Shortly before dawn prayers, Gaddafi, surrounded by a few dozen loyal bodyguards and accompanied by the head of his now non-existent army Abu Bakr Younis Jabr, broke out of the two-month siege of Sirte and made a break for the west.

They did not get far.

France said its aircraft struck military vehicles belonging to Gaddafi forces near Sirte at about 8:30 a.m. (2:30 a.m. ET), but said it was unsure whether the strikes had killed Gaddafi. A NATO official said the convoy was hit either by a French plane or a U.S. Predator drone.

Two miles west of Sirte, 15 pick-up trucks mounted with machine guns lay burned out, smashed and smoldering next to an electricity substation 20 meters from the main road.

They had clearly been hit by a force far beyond anything the motley army the former rebels has assembled during eight months of revolt to overthrow the once feared leader.

But there was no bomb crater, indicating the strike may have been carried out by a fighter jet.

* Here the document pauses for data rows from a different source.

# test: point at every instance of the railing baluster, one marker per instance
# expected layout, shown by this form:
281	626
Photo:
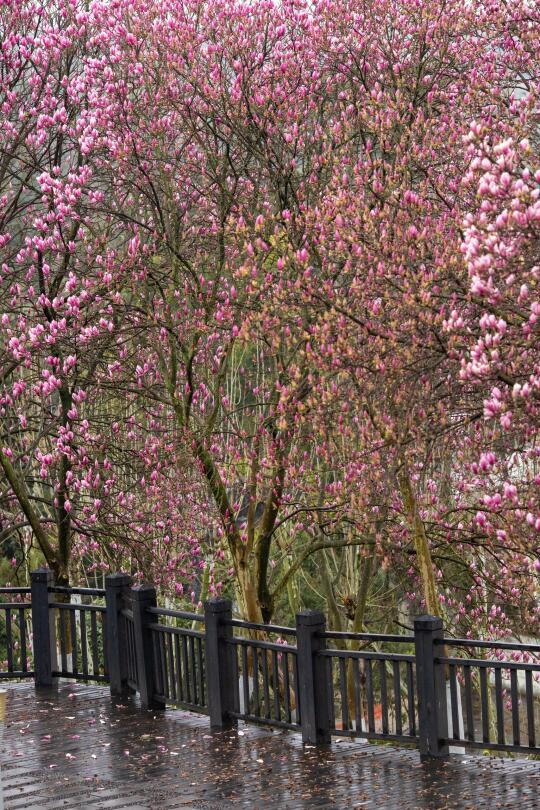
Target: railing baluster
397	697
266	685
499	705
454	701
515	707
193	672
163	661
369	695
172	679
530	708
235	675
94	642
275	680
186	669
22	641
9	640
158	672
178	670
484	703
331	709
245	678
73	630
63	650
384	696
410	699
468	703
343	694
84	647
256	703
355	663
296	693
200	672
286	685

Inside the trucks still in their seats sat the charred skeletal remains of drivers and passengers killed instantly by the strike. Other bodies lay mutilated and contorted strewn across the grass. Some 50 bodies in all.

"MY MASTER IS HERE"

Fighters on the ground said Gaddafi and a handful of his men appeared to have run through a stand of trees and taken refuge in the two drainage pipes.

"At first we fired at them with anti-aircraft guns, but it was no use," said Salem Bakeer, while being feted by his comrades near the road. "Then we went in on foot.

"One of Gaddafi's men came out waving his rifle in the air and shouting surrender, but as soon as he saw my face he started shooting at me," he told Reuters.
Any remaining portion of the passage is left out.